1. With NetSuite serving SMBs, Oracle can laser-focus on enterprise cloud solutions.

Oracle’s strength has always been in the enterprise market. Now it will have a foothold in the SMB market as well, thanks to NetSuite’s mighty presence there as a provider of cloud-based business management software. And with NetSuite taking care of business with SMBs, Oracle will be able to focus its resources and efforts on strengthening its Oracle Fusion cloud offerings for the enterprise. This is especially critical as older on-premise implementations approach end of life, and as more and more enterprises recognize the advantages of cloud. Oracle needs a strong solution to meet the growing need for cloud services. By shoring up Oracle Fusion’s strong financial management capabilities with core components in other areas, Oracle will be able to provide customers an outstanding alternative to SAP HANA and other cloud platforms.

2. The converse is true, too: NetSuite can keep the focus on its own key industry segments.

While Oracle rules in the enterprise market, NetSuite dominates in selected industry segments in the SMB market, like software design and development (including SaaS companies like themselves) and retail/etail (including ecommerce and warehouse management). With the acquisition by Oracle, there’s no reason for NetSuite to be distracted by expanding beyond those to reach new vertical markets or the enterprise market. I think the company’s customers will be glad to see NetSuite further developing the installation base it’s already built, and expanding the capabilities it delivers to them, while Oracle handles the enterprise business.

3. Oracle can take a page from NetSuite’s playbook on how to support cloud software.

Subscription software is implemented, supported and maintained differently than on-premise software – and nobody does it better than NetSuite. The company has figured out how to flawlessly execute six-month upgrades that affect thousands of customers at once, pretty much eliminating any risk of a negative impact from something going wrong in an upgrade. Oracle can take advantage of that mastery and apply it to its own enterprise cloud solution, ensuring that customers quickly get a mature support model for Oracle Fusion in the cloud. If any Oracle customers have been concerned about being the guinea pig for the company’s enterprise cloud efforts, I think this acquisition puts those worries to bed.

4. NetSuite can concentrate on product development instead of sales and services.

As Oracle knows, having a strong partner network to sell and deliver your software solution goes a long way toward freeing up internal resources to keep working on constantly improving that solution. With access to Oracle’s tremendous partner network, which includes strong relationships with consultancies like Deloitte, Accenture, KPMG and others, NetSuite can rely more on expert partners to handle sales and implementations. Currently, the company does about half its implementations itself and half through partners. Now, it will be in a position to follow Oracle’s lead in offloading more of that business to partners and concentrating its own resources on continuing to develop its offering. That’s a win-win for customers, who ultimately get a better product and also get outstanding professional services from companies that specialize in planning and carrying out technology implementations.

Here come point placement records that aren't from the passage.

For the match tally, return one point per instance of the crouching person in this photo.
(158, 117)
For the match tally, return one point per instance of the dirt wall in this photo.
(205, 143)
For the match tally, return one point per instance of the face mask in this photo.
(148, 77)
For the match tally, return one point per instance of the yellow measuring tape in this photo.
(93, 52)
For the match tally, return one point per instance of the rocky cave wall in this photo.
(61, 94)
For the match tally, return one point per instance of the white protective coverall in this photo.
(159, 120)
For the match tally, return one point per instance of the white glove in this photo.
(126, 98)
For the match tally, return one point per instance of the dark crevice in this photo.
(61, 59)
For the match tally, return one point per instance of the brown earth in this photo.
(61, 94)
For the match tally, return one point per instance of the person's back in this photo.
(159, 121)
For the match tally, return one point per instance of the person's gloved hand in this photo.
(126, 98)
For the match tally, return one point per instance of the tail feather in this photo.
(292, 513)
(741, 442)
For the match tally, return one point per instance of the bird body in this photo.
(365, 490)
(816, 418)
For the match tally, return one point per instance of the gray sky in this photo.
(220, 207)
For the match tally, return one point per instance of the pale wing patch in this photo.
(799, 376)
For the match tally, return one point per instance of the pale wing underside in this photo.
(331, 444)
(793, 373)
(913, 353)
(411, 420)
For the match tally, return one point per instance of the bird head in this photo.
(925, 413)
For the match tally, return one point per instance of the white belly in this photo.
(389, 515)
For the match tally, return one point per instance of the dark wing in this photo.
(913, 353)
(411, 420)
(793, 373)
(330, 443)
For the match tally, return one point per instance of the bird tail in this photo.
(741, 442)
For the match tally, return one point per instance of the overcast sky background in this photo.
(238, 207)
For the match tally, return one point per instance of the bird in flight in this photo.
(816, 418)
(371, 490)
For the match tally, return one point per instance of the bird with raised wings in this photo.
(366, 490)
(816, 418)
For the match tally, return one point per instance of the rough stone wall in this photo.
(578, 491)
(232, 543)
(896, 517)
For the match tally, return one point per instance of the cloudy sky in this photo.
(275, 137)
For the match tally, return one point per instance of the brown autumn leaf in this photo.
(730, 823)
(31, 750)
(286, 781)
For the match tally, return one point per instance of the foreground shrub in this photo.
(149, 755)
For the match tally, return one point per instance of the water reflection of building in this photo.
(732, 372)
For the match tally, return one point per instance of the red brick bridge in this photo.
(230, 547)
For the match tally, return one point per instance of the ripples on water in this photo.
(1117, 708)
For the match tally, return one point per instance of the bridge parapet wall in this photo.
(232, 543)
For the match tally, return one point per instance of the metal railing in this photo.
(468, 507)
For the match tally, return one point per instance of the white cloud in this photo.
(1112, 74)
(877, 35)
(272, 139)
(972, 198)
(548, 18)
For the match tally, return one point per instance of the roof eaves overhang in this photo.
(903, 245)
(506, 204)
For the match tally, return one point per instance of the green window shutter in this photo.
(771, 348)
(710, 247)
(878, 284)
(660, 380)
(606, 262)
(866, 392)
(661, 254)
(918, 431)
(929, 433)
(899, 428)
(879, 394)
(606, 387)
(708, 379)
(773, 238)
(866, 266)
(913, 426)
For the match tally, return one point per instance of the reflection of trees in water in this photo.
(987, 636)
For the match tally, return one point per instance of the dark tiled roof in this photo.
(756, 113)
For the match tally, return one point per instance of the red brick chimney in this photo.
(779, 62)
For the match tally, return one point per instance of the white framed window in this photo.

5. NetSuite will have access to far greater capital and development resources.

NetSuite will now have access to the capital needed to attract more business and ramp up  growth in the red-hot SMB market. I anticipate that NetSuite will be able to build on its reputation for serving that market well over the last ten years and, as a result, compete very successfully with the large, well-funded companies that are also after that market. The companies whose business NetSuite wins will benefit because of the broader depth of resources that NetSuite will now command as part of Oracle. The company will be able to innovate faster and attract an expanding base that allows continued reinvestment in the NetSuite platform. And that means customers can be assured of seeing new features released quickly and of always having the “latest, greatest” software.

Bringing It All Together

NetSuite’s customers, both current and new, also benefit from the financial stability that Oracle brings. The acquisition puts NetSuite on a firm financial footing that its customers will surely welcome. And while much remains to be seen as the process of integrating the two companies unfolds, I believe there’s no doubt that the customers of both companies are going to be biggest winners in this deal.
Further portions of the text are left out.